Bien que cela ait diminué son expérience sur le terrain, Louis a décidé de conserver une attitude positive face à ces refus, qui ont contribué à l’apprentissage de son métier.
« J’ai choisi de me concentrer sur les femmes qui me disaient oui. Elles ont été tellement généreuses, tellement ouvertes. Le fait qu’elles aient accepté que je sois là à leur accouchement m’a donné la possibilité de grandir comme sage-femme et comme être humain. Elles m’ont permis d’être moi : j’arrivais en toute humilité, j’embarquais dans le jeu, et les femmes embarquaient avec moi », exprime Louis.
La suite des choses
À partir de l’automne, Louis retournera dans sa ville natale de Saguenay, où il espère poursuivre sa carrière de sage-femme. S’il jouit déjà d’une certaine expérience, il a également hâte de voir comment les choses vont se dérouler dans sa pratique professionnelle.
« Jusqu’à maintenant, j’étais seulement stagiaire, donc les gens avaient la possibilité de refuser ma présence. Or, maintenant que je suis vraiment sage-femme, ils ne pourront plus toujours dire non. C’est certain que je suis un peu connu, alors ça aide, mais ça ne fera peut-être pas toujours le bonheur de la clientèle. Tout ça pour dire que je ferai face à de nouvelles situations », anticipe-t-il.
Quoi qu’il en soit, Louis reconnaît que son parcours lui a permis de comprendre le rôle important que jouent les sages-femmes dans la venue au monde des nouveau-nés.
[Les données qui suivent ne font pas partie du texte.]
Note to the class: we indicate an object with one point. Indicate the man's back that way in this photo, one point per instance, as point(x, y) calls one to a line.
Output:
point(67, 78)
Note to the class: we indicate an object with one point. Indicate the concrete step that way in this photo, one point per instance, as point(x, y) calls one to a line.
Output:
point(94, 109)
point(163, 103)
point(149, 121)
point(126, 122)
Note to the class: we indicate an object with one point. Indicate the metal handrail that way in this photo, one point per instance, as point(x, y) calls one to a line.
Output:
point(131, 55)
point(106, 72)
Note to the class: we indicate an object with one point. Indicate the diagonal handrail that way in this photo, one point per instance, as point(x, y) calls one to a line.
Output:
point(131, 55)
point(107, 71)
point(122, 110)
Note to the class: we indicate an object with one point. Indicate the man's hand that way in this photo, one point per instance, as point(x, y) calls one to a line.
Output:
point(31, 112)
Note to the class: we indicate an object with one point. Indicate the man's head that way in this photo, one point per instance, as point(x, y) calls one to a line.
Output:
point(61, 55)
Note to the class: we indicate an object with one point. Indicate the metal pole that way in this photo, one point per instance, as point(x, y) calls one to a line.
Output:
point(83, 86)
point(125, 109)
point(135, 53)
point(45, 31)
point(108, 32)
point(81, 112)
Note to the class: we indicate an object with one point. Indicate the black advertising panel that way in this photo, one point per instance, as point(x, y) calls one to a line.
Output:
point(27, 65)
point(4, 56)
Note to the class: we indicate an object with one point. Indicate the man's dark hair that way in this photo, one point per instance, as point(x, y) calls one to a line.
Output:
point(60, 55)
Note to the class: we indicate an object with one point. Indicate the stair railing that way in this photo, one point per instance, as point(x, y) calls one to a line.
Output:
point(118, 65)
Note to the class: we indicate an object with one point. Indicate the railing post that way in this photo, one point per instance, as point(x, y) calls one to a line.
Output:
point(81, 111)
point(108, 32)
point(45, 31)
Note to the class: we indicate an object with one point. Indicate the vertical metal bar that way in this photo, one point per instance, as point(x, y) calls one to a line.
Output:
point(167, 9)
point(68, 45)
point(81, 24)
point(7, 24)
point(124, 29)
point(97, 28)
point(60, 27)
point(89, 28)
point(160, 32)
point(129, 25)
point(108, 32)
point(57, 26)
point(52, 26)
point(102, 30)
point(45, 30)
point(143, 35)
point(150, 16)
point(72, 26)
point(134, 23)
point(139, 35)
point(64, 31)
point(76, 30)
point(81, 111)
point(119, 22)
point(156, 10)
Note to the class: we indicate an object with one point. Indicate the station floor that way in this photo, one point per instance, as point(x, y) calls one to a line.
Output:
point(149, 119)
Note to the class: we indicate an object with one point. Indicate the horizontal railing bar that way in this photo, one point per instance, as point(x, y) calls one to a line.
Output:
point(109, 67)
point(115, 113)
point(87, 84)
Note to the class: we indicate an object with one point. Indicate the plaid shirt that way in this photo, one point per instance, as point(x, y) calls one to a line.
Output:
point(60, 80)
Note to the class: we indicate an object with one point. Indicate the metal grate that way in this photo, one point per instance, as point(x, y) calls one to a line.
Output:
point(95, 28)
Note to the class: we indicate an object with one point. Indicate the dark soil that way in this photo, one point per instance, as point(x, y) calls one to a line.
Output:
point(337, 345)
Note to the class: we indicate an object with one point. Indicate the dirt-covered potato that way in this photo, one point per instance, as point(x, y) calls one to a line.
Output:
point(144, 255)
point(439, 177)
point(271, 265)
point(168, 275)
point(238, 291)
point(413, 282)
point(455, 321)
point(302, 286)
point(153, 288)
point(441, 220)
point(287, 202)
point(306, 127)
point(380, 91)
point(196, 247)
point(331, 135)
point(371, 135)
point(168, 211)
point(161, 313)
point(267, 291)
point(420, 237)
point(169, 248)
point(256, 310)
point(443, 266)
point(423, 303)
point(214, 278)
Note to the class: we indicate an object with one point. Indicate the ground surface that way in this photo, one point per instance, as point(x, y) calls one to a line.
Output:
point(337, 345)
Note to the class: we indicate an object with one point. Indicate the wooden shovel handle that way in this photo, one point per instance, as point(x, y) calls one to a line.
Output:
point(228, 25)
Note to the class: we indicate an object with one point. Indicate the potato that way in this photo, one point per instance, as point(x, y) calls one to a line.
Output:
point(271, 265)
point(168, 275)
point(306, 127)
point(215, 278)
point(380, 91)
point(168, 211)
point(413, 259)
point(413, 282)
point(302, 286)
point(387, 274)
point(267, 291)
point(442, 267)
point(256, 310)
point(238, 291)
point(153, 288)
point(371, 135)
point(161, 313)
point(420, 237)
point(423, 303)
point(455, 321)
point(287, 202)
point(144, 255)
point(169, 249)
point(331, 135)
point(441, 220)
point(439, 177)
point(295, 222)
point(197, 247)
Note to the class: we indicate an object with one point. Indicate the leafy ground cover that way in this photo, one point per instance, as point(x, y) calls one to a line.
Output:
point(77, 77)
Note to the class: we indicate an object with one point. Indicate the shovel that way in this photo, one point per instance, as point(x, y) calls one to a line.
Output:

L’idée de rejoindre la profession lui donne d’ailleurs un léger vertige.
« J’ai hâte de prendre un peu de recul et de laisser décanter tout ça », lance-t-il.
Sur le vif
Depuis ses premiers pas dans le programme de pratique sage-femme, Louis est suivi par l’équipe de tournage de la documentariste Martine Asselin. Un projet captivant qui comporte son lot de responsabilités.
« Ça m’a amené plus de défis que le fait d’être un homme ! Je devais faire concorder les disponibilités de l’équipe de tournage avec ce qui se passait sur le terrain. Je donnais mon horaire à la documentariste, et la pistais sur les moments clés qu’elle devait filmer. Quand la caméra était là, c’était un stress supplémentaire, mais cela ne m’empêchait pas de travailler. Il n’y a pas à dire, c’est vraiment un beau projet ! », assure-t-il.
Pour le tournage, Martine Asselin et son équipe ont pu être présentes dès le premier jour de sa formation. Ils ont suivi ses quatre années en se rendant notamment à Mont-Joli à plusieurs reprises, en plus d’accompagner Louis chez sa famille à Saguenay. La documentariste a en plus obtenu l’autorisation de filmer deux accouchements. Une belle marque de générosité, selon Louis.
« Je n’en reviens pas qu’elles aient accepté ! Cela dit, je veux laisser la force du documentaire bien partager le vécu de cette expérience. Ce n’est pas quelque chose qui se raconte pleinement dans une entrevue », conclut-il.
La sortie du documentaire Un homme sage-femme est prévue pour la fin de 2018.